HealthData.gov, operated by the U.S. Department of Health and Human Services, is a platform for sharing high-value health data with researchers and entrepreneurs, featuring a diverse range of datasets. COVID-19 Diagnostic Laboratory Testing – PCR Testing- Time Series, COVID-19 Public Therapeutic Locator, COVID-19 Reported Patient Impact and Hospital Capacity by Facility and COVID-19 Reported Patient Impact and Hospital Capacity by State are among the most recently accessed datasets by researchers. Using various datasets from HealthData.gov, the authors of article “Statistical Learning to Operationalize a Domain Agnostic Data Quality Scoring” have formulated a concrete automated data quality platform to assess the quality of incoming datasets to generate a quality label, score, and comprehensive report.

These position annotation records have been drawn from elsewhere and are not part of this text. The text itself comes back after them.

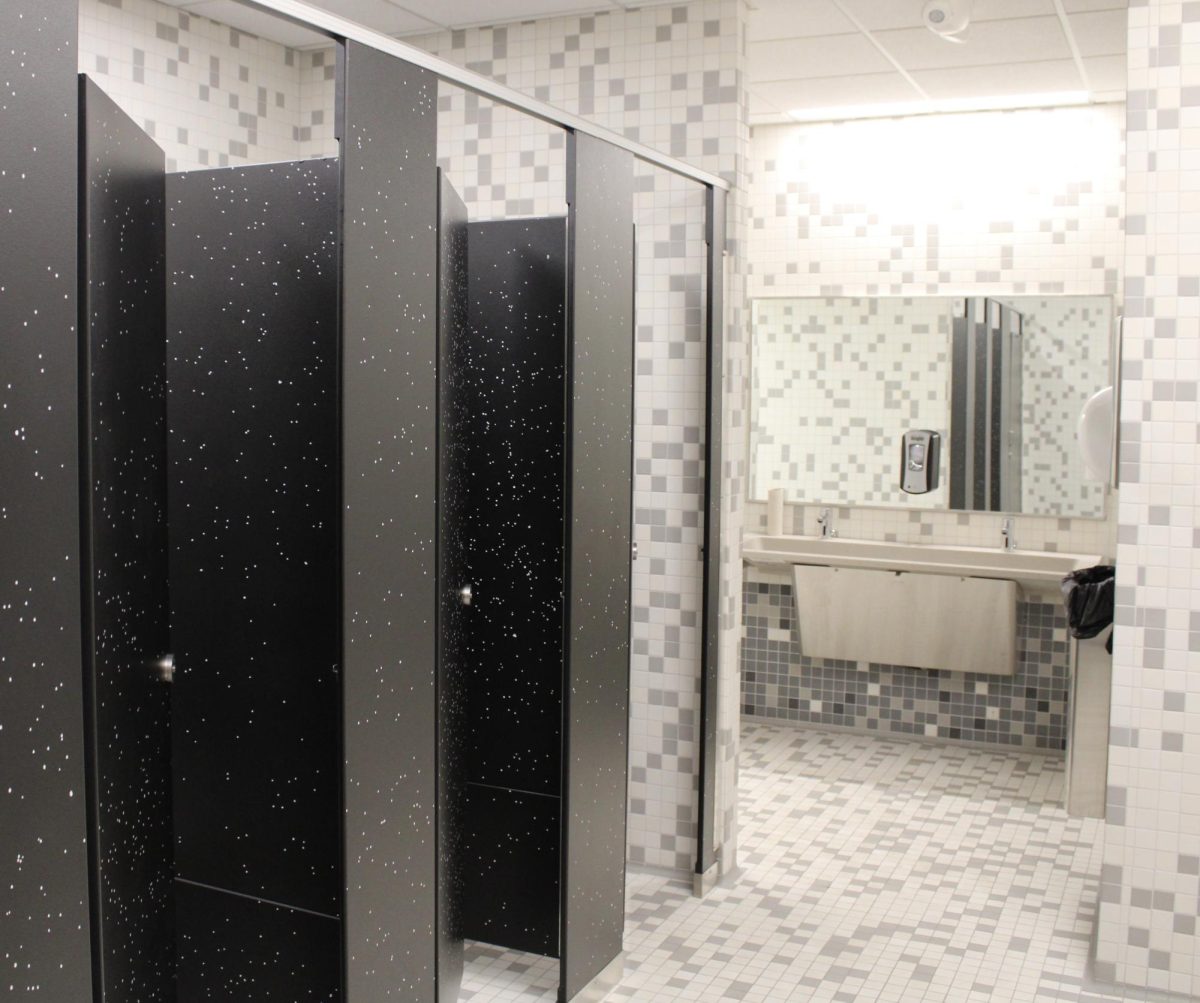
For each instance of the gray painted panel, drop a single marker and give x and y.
(125, 416)
(45, 928)
(714, 326)
(389, 522)
(600, 385)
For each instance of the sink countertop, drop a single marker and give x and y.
(1036, 569)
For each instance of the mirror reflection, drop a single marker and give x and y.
(935, 402)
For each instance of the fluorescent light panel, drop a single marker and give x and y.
(933, 107)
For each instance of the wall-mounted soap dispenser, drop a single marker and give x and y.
(918, 461)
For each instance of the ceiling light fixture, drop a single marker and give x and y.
(948, 19)
(1007, 102)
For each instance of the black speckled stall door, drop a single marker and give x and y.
(511, 366)
(45, 940)
(125, 536)
(454, 504)
(388, 127)
(252, 368)
(599, 491)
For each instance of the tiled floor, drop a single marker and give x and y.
(871, 870)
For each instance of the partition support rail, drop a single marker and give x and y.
(707, 839)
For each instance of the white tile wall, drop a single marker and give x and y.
(1013, 203)
(835, 382)
(1151, 876)
(670, 77)
(209, 95)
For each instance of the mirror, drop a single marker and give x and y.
(929, 402)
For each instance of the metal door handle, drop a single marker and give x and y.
(165, 668)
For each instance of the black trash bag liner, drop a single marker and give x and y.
(1087, 595)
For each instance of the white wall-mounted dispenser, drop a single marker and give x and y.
(919, 460)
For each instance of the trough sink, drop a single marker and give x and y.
(1035, 569)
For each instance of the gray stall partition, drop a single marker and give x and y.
(599, 539)
(43, 872)
(510, 366)
(252, 365)
(387, 122)
(124, 407)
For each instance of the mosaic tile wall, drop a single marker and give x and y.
(1027, 709)
(835, 382)
(670, 77)
(826, 222)
(1066, 356)
(1150, 883)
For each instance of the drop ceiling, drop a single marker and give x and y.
(813, 55)
(831, 54)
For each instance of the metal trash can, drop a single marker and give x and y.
(1089, 595)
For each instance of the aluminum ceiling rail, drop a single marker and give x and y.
(336, 26)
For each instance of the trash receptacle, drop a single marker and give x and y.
(1087, 595)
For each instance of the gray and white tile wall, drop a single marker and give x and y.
(1150, 883)
(208, 94)
(1067, 355)
(667, 76)
(837, 380)
(1026, 709)
(834, 383)
(827, 222)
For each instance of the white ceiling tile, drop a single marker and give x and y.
(831, 55)
(1096, 5)
(256, 23)
(1107, 72)
(1047, 77)
(1008, 10)
(1101, 32)
(461, 13)
(772, 19)
(1023, 40)
(835, 91)
(763, 109)
(378, 14)
(886, 14)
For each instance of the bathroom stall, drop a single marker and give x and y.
(354, 538)
(382, 700)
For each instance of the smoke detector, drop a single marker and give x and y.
(948, 19)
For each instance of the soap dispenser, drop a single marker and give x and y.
(918, 461)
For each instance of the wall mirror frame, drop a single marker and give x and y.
(1002, 379)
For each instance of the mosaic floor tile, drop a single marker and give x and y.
(873, 871)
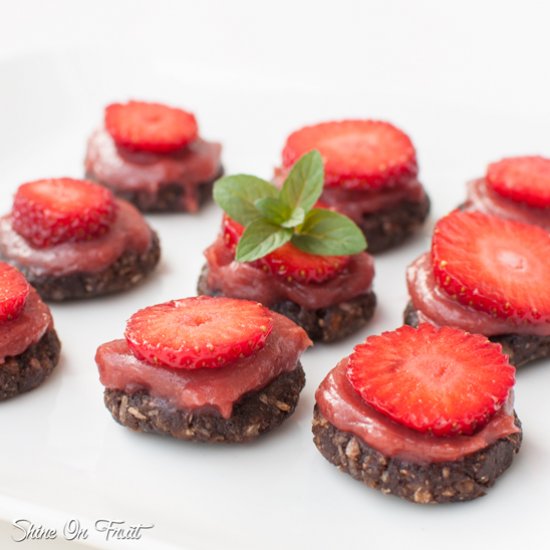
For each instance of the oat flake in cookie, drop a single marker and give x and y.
(29, 346)
(425, 414)
(73, 239)
(152, 155)
(204, 369)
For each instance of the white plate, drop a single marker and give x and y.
(63, 456)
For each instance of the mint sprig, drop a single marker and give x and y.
(273, 217)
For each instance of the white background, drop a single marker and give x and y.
(468, 80)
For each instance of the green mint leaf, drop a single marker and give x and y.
(237, 196)
(304, 184)
(259, 239)
(273, 210)
(327, 233)
(296, 218)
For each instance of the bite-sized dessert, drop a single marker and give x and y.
(371, 176)
(74, 239)
(29, 346)
(276, 248)
(486, 275)
(152, 155)
(516, 188)
(204, 369)
(426, 414)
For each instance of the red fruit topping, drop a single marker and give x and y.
(14, 290)
(53, 211)
(439, 380)
(151, 127)
(232, 232)
(498, 266)
(202, 332)
(522, 179)
(289, 262)
(358, 154)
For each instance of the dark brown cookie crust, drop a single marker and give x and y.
(388, 228)
(520, 348)
(255, 413)
(126, 272)
(461, 480)
(322, 325)
(23, 372)
(169, 197)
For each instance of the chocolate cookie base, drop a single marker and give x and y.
(255, 413)
(520, 348)
(126, 272)
(461, 480)
(23, 372)
(322, 325)
(390, 227)
(170, 197)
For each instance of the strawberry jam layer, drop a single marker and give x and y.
(218, 388)
(123, 170)
(483, 199)
(18, 334)
(436, 307)
(343, 407)
(129, 232)
(246, 281)
(356, 203)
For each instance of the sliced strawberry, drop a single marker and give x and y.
(53, 211)
(522, 179)
(289, 262)
(151, 127)
(14, 290)
(358, 154)
(439, 380)
(498, 266)
(202, 332)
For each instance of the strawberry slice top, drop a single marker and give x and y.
(150, 127)
(200, 332)
(439, 380)
(53, 211)
(358, 154)
(522, 179)
(14, 290)
(289, 262)
(498, 266)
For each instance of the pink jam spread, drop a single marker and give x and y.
(245, 281)
(18, 334)
(128, 232)
(356, 203)
(343, 407)
(123, 170)
(483, 199)
(436, 307)
(221, 387)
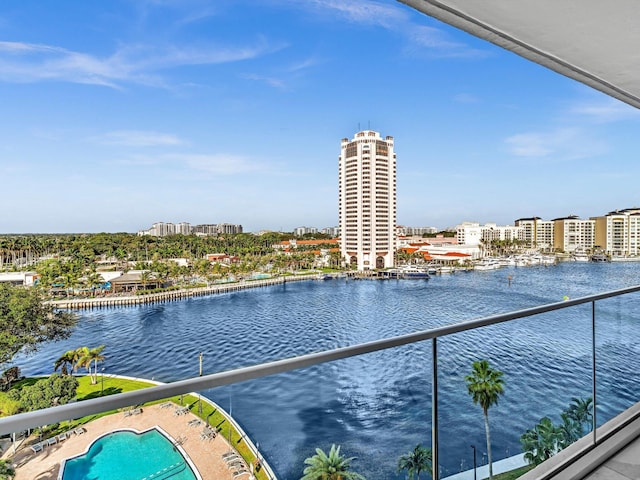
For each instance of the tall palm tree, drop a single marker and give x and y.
(89, 356)
(6, 470)
(485, 385)
(66, 362)
(581, 410)
(416, 461)
(329, 467)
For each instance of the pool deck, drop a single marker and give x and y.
(206, 454)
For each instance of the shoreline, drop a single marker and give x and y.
(175, 295)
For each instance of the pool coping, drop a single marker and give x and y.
(173, 441)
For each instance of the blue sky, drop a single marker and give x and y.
(116, 115)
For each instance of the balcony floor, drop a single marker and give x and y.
(615, 457)
(622, 466)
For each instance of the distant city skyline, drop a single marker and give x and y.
(119, 115)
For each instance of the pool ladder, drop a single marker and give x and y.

Enhancing the accuracy of Lesion Detection with AI and ML

The DeepLesion dataset, made available by the National Institutes of Health’s Clinical Center, is a large collection of CT images that is freely accessible to the scientific community for the purpose of enhancing the accuracy of lesion detection. The dataset consists of 32,120 axial CT slices from 10,594 CT scans, featuring 1-3 annotated lesions per image with bounding boxes and size measurements, totaling 32,735 lesions. These lesion annotations were extracted from the NIH’s picture archiving and communication system, making the dataset a valuable resource for researchers in the field of medical image analysis. The authors of this paper, which proposes a transformer-based network for lesion Response Evaluation Criteria In Solid Tumors (RECIST) diameter prediction and segmentation, have reported experiment results on the DeepLesion dataset showing promising results of two downstream clinic-relevant tasks: 3D lesion segmentation and RECIST assessment in longitudinal studies.

Examples of key CT slices with overlaid lesion annotations for review purposes, taken from the DeepLesion dataset.

Utilizing Machine Learning for improved Lung Disease Diagnostic and Treatment

The National Institutes of Health (NIH) chest x-ray dataset is a large collection of anonymized chest x-ray images and accompanying data. The dataset includes over 100,000 images from more than 30,000 patients, including individuals with advanced lung disease. This dataset is a valuable resource for researchers and medical professionals working on the development of algorithms and techniques for analyzing chest x-ray images and improving the diagnosis and treatment of lung diseases.